Another important issue is gender equality: 65% would like to see more EU measures to promote the equal treatment of men and wome, with 43% saying current action is insufficient.
Regarding different social classes, 84% of respondents say that inequalities in their country are currently important, with 64% thinking that these inequalities wil be more important in five years' time.
The EU is taking several steps to boost employment: The Europe 2020 strategy is a long-term growth and jobs initiative aiming to increase the employment rate of people aged 20–64 to 75%. The EU also helps people find a job across Europe with its job mobility portal Eures. In addition financial assistance is provided: with the European Social Fund, the EU helps people to get work or to improve their skills. The Global Adjustment Fund provides support for people having lost their jobs due to companies shutting down or moving their production outside the EU. There is a special focus on young people entering the labour market: the Youth Employment Initiative is run to support young people who are not in education, employment or training and the European Solidarity Corps offering young people the opportunity to take part in solidarity activities across Europe, has been launched recently.

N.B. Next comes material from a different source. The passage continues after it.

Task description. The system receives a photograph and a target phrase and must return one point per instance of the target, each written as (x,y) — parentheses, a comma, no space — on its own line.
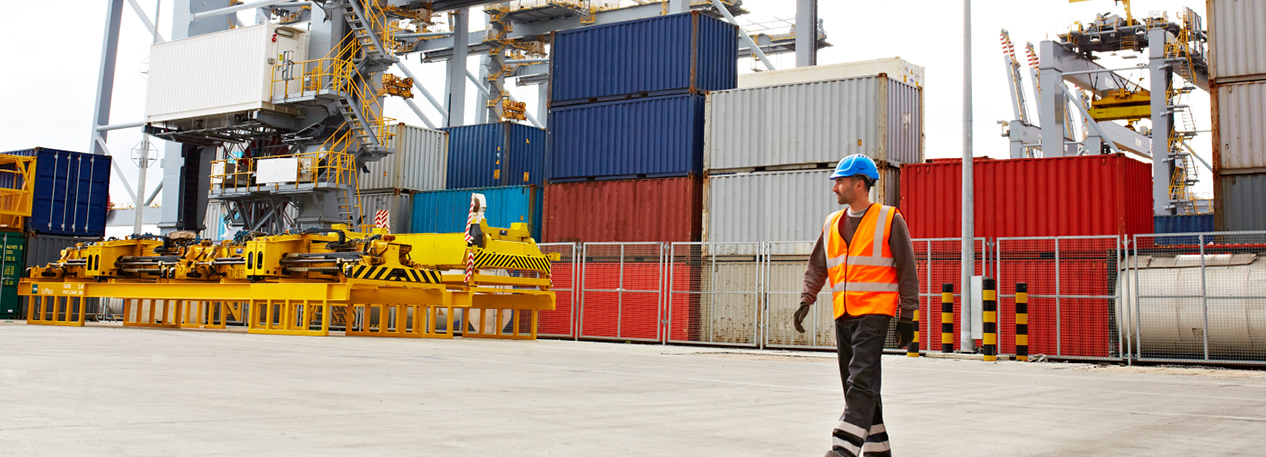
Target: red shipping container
(629,210)
(1089,195)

MEPs approved legislation establishing a platform for better cooperation in combatting undeclared work. They also adopted a report calling for better protection of workers by ending practices of social dumping.

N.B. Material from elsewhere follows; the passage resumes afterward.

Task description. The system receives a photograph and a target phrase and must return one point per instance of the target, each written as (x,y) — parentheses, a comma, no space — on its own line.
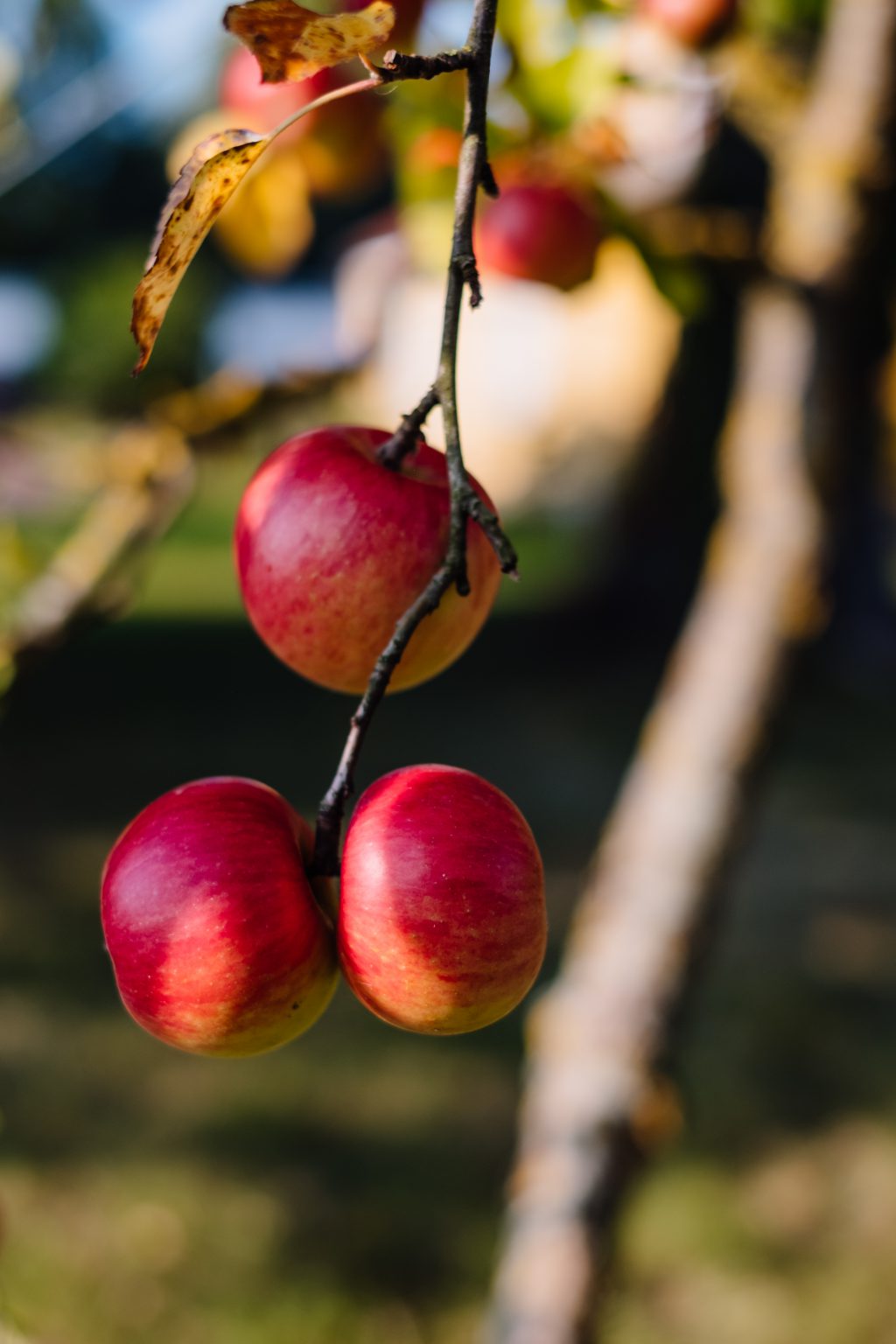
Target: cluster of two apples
(222,940)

In April the European Commission presented a proposal for a European Pillar of Social Rights to support fair and well-functioning labour markets and welfare systems. The Parliament report on this calls for decent working conditions in all forms of employment, as well as measures to promote a proper work-life balance and fight child poverty.
In addition MEPs are currently working on new rules for posted workers, strengthening rights for parents and carers and a better coordination of social security systems.